Baby food suckers beware.

Now that Zach is six-months-old (as of yesterday, sniff sniff) and started solids last week, there is a new pungency to his diapers.  (Incidentally, we are about to fast-track Eliza into potty training, which is another post entirely, but having two children creating such stenchy messes is too much to bear.)

As a type-A person, of course with Eliza I pretty much made all of her baby food because, well, it’s healthier, less expensive, and what any self-respecting woman who takes her stay-at-home job seriously would do (right?).  Now that I have even less time to plan and prepare Zach’s food, though, I’m looking for more shortcuts.  My mother-in-law bought me the Beaba cook baby food maker for Christmas with some of those individual, 1- and 2- oz. containers for freezing the food.  The Beaba cook is nice and convenient, easy to use, and easy to clean in the dishwasher.  I’ve already figured out that you don’t have to change the amount of water you are supposed to put in it for steaming depending on the amount of food you’re cooking.  And it’s nice that after steaming, you can then blend the food right in the contraption.

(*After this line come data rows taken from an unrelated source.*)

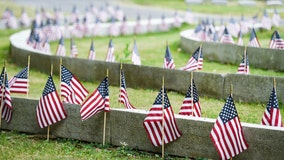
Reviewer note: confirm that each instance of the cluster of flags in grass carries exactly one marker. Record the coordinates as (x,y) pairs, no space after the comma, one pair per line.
(160,124)
(206,31)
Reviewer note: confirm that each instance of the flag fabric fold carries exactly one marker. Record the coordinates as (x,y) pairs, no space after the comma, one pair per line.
(97,101)
(195,62)
(153,123)
(191,105)
(110,52)
(272,116)
(227,134)
(20,82)
(168,60)
(50,109)
(244,65)
(61,50)
(123,96)
(5,97)
(92,53)
(71,88)
(135,55)
(276,42)
(253,41)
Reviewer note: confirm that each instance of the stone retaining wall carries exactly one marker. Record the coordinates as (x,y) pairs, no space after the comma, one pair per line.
(126,127)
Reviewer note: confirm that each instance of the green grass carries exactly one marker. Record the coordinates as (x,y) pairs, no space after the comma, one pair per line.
(15,145)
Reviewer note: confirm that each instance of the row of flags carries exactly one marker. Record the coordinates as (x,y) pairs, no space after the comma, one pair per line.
(160,124)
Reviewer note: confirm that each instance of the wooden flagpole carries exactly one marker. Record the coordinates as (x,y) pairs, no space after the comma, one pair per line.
(245,59)
(191,92)
(60,70)
(2,97)
(104,132)
(163,119)
(48,127)
(120,81)
(29,62)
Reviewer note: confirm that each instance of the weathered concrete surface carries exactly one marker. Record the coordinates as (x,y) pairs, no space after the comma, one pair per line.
(126,127)
(263,58)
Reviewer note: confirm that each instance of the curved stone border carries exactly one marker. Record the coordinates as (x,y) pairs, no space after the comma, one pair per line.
(263,58)
(126,127)
(247,88)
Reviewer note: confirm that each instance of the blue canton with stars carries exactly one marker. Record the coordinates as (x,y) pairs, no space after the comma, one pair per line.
(103,88)
(23,73)
(49,87)
(159,99)
(195,94)
(273,102)
(66,75)
(229,110)
(123,84)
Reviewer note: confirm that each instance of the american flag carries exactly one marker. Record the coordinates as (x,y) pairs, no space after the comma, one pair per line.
(227,134)
(97,101)
(227,37)
(92,53)
(195,62)
(272,116)
(61,50)
(168,60)
(49,109)
(240,39)
(135,55)
(71,88)
(253,41)
(191,105)
(244,65)
(266,21)
(276,19)
(74,50)
(123,97)
(20,82)
(110,52)
(153,123)
(276,41)
(6,104)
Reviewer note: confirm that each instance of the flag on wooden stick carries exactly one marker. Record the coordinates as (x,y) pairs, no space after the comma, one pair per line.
(227,134)
(97,101)
(5,97)
(50,109)
(160,121)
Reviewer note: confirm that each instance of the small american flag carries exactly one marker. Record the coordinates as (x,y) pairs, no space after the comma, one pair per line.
(153,123)
(227,134)
(240,39)
(6,104)
(276,41)
(191,105)
(227,37)
(266,21)
(92,53)
(123,96)
(61,50)
(253,41)
(110,52)
(135,55)
(244,65)
(74,50)
(71,88)
(194,63)
(276,19)
(20,82)
(97,101)
(168,60)
(272,116)
(49,109)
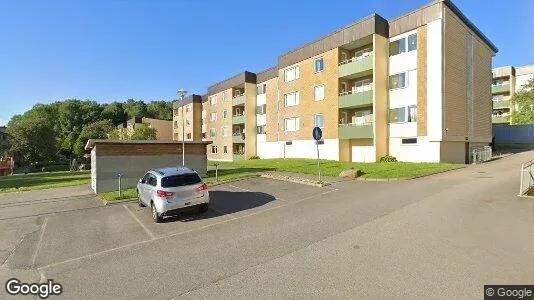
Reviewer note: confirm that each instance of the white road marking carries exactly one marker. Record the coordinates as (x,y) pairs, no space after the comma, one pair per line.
(236,187)
(171,235)
(140,223)
(39,242)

However, suckers beware.  From what I can tell, it is no easier than using a regular pot with a steaming insert on the stove, and then using my hand blender (I have the Breville handheld food processor) in the pot to mash up the food.  There are a lot of pieces in the Beaba cooker as well, versus an easily removable blender handle and a pot and a steamer insert for the other method.  And finally, the cooker only holds so much food.  It’s not conducive to making large batches of baby food, or cooking meals that have items that require varying cooking time.  So it’s lifespan is going to be short in my kitchen.  Thus, if you want to make baby food and save some money, buy a hand or immersion blender, which is much more multifunctional for years to come than a specific maker of baby food.

As far as freezing extra food goes (which is the point because for a little effort I get a lot of meals), these individual little containers are freaking frustrating and stupid.  You have to run each one under water to get it to pop out, which is highly irritating and time consuming.  Of course, washing them in the dishwasher is a pain as well because they could easily fall through.  For Eliza, I used ice cube trays I had on hand.  I wrapped saran wrap around them a few times, froze them, ran them upside down under a bit of water, and then easily popped all the frozen food cubes into a freezer bag.  Sometimes you really don’t need all these specialized contraptions.  This is one of those instances.  Just use your ice cube trays and some saran wrap.